En 1945, les réseaux musulmans sont repris en mains par les Américains et engagés dans la guerre froide contre l’URSS. La fin de celle-ci ne marque pas la fin mais un nouveau départ. Car les géopoliticiens US, dont Brezinski, l’auteur du « Grand Echiquier », ont repris le programme géopolitique du théoricien nazi Rosenberg et leur but final est l’éclatement de la Fédération de Russie. Le Caucase russe, ventre mou de la Russie, est l’un des fronts privilégiés de cette guerre sourde. Les deux guerres de Tchétchénie – 1994 et 1999 (gagnée par Moscou) -, l’agitation au Dagestan en sont les manifestations.

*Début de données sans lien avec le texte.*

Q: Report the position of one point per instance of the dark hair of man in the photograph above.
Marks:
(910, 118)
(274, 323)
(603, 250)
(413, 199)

Derrière les ennemis de la Russie : USA, NATO, Saoudiens qui ont pris en mains les djihadistes du Caucase. Vilnius en Lituanie, au régime farouchement anti-russe, membre de l’OTAN, abrite leurs moyens de communication sur le Net. Quand à la Géorgie, ses services secrets ont offert sous la régime Saakhasvili réseaux, filières …
L’arrière-plan géopolitique est celui du « Grand Jeu », entre Russes et anglo-saxons (Britanniques puis Américains) pour la domination du Caucase et de l’Eurasie. « Le conflit entre forces russes et combattants tchétchènes ne date pas d’hier, précise Le Monde des Religions. En fait, à chaque fois que le pouvoir central, – l’empire tsariste puis l’Union soviétique avant sa chute en 1991- a fait mine de vaciller, les Tchétchènes ont cherché à s’émanciper et à conquérir leur indépendance. La guerre du Caucase au XIXe siècle, les déportations en 1944 (ndla : les Tchétchènes avaient largement collaboré avec les nazis) et enfin les deux guerres de Tchétchénie (1994-1996 et 1999-2000) pèsent encore très lourd dans les mémoires ».
LA MENACE ISLAMISTE EN RUSSIE : L’’EMIRAT DU CAUCASE’
Après la première guerre de Tchétchénie (1994-1996), la rébellion s’est rapidement islamisée – sous l’impulsion des Américains et des Saoudiens, ce qu’oublient toujours de préciser les analystes occidentaux qui dominent dans les médias de l’OTAN (comme la belge Aude Merlin, violemment anti-russe) – et a de plus en plus débordé hors des frontières de cette petite république pour se transformer au milieu des années 2000 en un mouvement islamiste armé actif dans tout le Caucase du Nord.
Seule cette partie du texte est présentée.